Cars are a sink hole for money, the way I look at it! I buy very practically, Honda or Toyota, and drive them until they drop. Proper maintenance pays for itself in the long run.

Lisa

The Tim
The Tim
12 years ago

Hah, I was just coming here to express my amazement that (even though it was a guest post), J.D. didn’t manage to squeeze in a reference to his future Mini Cooper in there.

Only to find out that there it is in the comments at #17. :^)

Hannah
Hannah
12 years ago

Good post! However, while I have never owned a new car myself, I would prefer to go with something smaller and a much smaller cost to go with it. My current car costs me under $60 to fill completely, which I am very, very happy with. Small cars, even new, can end up being relatively cheap!

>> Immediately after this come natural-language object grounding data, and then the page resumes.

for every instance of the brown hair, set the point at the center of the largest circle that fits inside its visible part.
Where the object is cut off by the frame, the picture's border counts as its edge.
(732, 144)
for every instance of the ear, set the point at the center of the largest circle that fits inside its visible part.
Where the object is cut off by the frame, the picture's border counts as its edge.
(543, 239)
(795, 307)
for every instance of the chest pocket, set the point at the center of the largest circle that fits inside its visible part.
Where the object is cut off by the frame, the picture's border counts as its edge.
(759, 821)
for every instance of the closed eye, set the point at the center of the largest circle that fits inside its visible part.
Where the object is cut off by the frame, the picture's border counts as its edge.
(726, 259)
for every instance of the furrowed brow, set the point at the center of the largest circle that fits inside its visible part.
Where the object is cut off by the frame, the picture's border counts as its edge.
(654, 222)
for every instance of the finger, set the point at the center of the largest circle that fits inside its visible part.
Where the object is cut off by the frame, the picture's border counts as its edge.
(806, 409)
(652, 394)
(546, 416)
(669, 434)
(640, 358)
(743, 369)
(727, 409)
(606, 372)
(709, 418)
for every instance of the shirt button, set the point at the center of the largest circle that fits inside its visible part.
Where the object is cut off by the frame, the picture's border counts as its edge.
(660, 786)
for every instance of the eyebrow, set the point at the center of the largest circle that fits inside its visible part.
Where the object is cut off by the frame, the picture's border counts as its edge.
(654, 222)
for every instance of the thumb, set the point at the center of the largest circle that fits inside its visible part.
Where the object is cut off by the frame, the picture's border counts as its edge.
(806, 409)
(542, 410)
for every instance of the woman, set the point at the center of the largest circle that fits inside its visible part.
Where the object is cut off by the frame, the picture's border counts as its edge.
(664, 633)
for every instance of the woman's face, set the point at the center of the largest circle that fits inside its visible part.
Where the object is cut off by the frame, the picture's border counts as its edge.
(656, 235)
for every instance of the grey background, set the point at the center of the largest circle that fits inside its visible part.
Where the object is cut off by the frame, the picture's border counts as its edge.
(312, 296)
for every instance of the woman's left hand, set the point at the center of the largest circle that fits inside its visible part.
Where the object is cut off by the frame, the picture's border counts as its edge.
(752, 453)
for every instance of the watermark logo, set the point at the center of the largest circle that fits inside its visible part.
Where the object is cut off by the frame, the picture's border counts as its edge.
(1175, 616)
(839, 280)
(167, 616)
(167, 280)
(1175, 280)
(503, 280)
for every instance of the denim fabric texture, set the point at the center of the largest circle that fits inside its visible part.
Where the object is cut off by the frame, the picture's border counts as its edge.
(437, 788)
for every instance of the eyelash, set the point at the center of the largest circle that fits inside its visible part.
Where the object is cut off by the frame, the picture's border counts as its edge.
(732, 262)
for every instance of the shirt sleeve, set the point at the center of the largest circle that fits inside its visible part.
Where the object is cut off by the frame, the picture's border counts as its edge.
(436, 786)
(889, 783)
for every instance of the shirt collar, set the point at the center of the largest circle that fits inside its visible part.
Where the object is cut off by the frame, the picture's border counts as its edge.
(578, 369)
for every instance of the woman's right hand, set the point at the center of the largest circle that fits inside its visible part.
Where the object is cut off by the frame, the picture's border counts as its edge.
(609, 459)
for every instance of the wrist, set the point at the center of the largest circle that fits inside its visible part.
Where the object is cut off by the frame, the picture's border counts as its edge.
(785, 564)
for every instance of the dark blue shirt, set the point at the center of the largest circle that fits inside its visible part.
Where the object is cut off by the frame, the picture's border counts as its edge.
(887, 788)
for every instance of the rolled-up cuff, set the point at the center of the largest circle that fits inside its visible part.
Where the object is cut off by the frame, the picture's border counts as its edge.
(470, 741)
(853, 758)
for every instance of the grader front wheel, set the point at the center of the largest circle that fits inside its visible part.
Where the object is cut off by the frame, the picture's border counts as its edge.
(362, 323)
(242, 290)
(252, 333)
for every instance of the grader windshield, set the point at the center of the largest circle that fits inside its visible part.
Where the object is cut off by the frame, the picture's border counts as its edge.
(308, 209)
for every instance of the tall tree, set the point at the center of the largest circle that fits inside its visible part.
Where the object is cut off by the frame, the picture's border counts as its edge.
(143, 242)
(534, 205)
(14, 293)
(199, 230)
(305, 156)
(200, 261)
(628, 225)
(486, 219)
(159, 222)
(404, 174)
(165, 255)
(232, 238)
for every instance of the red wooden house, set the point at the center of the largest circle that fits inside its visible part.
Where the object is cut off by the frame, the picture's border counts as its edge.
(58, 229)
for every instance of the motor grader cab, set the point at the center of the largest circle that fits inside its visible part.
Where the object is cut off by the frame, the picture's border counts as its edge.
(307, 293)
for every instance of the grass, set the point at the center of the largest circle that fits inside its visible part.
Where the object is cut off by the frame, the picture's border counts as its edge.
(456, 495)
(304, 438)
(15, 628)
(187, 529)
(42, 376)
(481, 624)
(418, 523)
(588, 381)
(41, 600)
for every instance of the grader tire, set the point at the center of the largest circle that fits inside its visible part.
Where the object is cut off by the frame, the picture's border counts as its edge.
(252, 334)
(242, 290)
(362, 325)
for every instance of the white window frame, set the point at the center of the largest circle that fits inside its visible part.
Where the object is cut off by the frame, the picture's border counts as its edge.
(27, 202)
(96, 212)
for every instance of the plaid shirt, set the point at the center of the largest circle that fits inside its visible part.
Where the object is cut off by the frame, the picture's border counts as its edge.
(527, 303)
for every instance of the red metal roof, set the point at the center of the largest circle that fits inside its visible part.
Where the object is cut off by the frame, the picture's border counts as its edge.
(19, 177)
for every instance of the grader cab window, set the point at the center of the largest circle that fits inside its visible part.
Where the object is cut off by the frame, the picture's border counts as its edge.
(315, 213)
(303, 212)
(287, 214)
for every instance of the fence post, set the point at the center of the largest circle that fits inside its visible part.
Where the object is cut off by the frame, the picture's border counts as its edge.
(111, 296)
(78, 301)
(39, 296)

Brett from Common Cents for Everyone
Brett from Common Cents for Everyone
12 years ago

I whole-heartedly agree with the subject of this guest post, and I see that more people are adopting this mindset. In fact, I recently posted here about my process for purchasing a “new to you” car.

Daniel
Daniel
12 years ago

I have bought new, and I have bought used. Every time I have bought new, the car has worked flawlessly for me as long as I have had it: – 1994 Saturn: 128k miles over 9.5 years – 2001 Civic: unknown mileage over 2 years – 2003 Jetta: 63k miles over 5.25 years (and counting) – 2006 Jetta: 40k miles over 1.75 years (and counting) Every time I have bought used, the car has had major problems: – 1988 Jeep Cherokee (massive oil leaks, and other issues) – 1989 Jeep Wrangler (various issues, too long to list) – 1999 Ford… Read more »

The Weakonomist
The Weakonomist
12 years ago

I just bought a 2008 Accord (http://weakonomics.com/2008/03/10/the-weakonomist-buys-a-car/) in January. If you do it right, the dealership will take the drive off the lot hit. The price I paid for my car is LESS than the KBB value of a 2007 Accord. I’ll own this car until at least 2020.

I put 50% down and will have it paid off in 9 months.